The file omp-pi.c contains a serial program for computing the approximate value of \(\pi\) using a Monte Carlo algorithm. Monte Carlo algorithms use pseudorandom numbers to compute an approximation of some quantity of interest.

The idea is quite simple (see Figure 1). We generate \(N\) random points uniformly distributed inside the square with corners at \((-1, -1)\) and \((1, 1)\). Let \(x\) be the number of points that lie inside the circle inscribed in the square; then, the ratio \(x / N\) is an approximation of the ratio between the area of the circle and the area of the square. Since the area of the circle is \(\pi\) and the area of the square is \(4\), we have \(x/N \approx \pi / 4\) which yelds \(\pi \approx 4x / N\). This estimate becomes more accurate as the number of points \(N\) increases.

Modify the serial program to make use of shared-memory parallelism with OpenMP. Start with a version that uses the omp parallel construct. Let \(P\) be the number of OpenMP threads; then, the program operates as follows:

The user specifies the number \(N\) of points to generate as a command-line parameter, and the number \(P\) of OpenMP threads using the OMP_NUM_THREADS environment variable.

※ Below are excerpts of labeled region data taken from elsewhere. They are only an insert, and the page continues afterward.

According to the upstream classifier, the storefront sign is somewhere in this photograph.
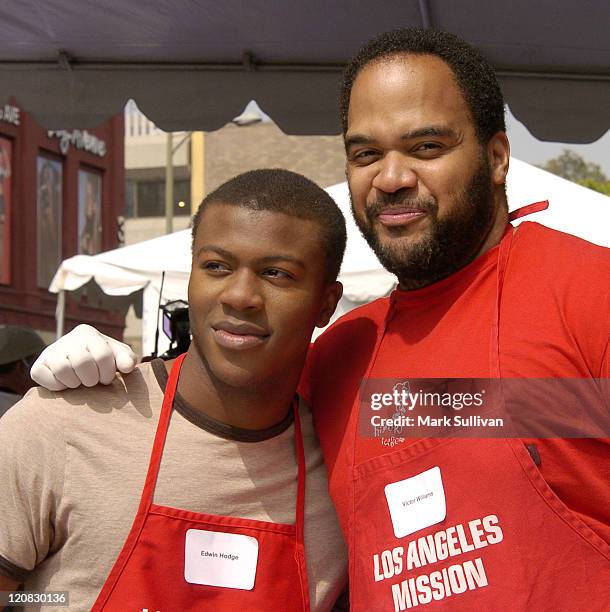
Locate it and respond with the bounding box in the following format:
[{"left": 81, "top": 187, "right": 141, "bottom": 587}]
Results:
[
  {"left": 0, "top": 104, "right": 21, "bottom": 125},
  {"left": 47, "top": 130, "right": 106, "bottom": 157}
]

Thread \(p\) generates \(N/P\) points using the provided function generate_points(), and stores the result in inside[p] where inside[] is an integer array of length \(P\). The array must be declared outside the parallel region since it must be shared across all OpenMP threads.

At the end of the parallel region, the master (thread 0) computes the sum of the values in the inside[] array, and from that value the approximation of \(\pi\).

You may initially assume that the number of points \(N\) is an integer multiple of \(P\); when you get a working program, relax this assumption to make the computation correct for any value of \(N\).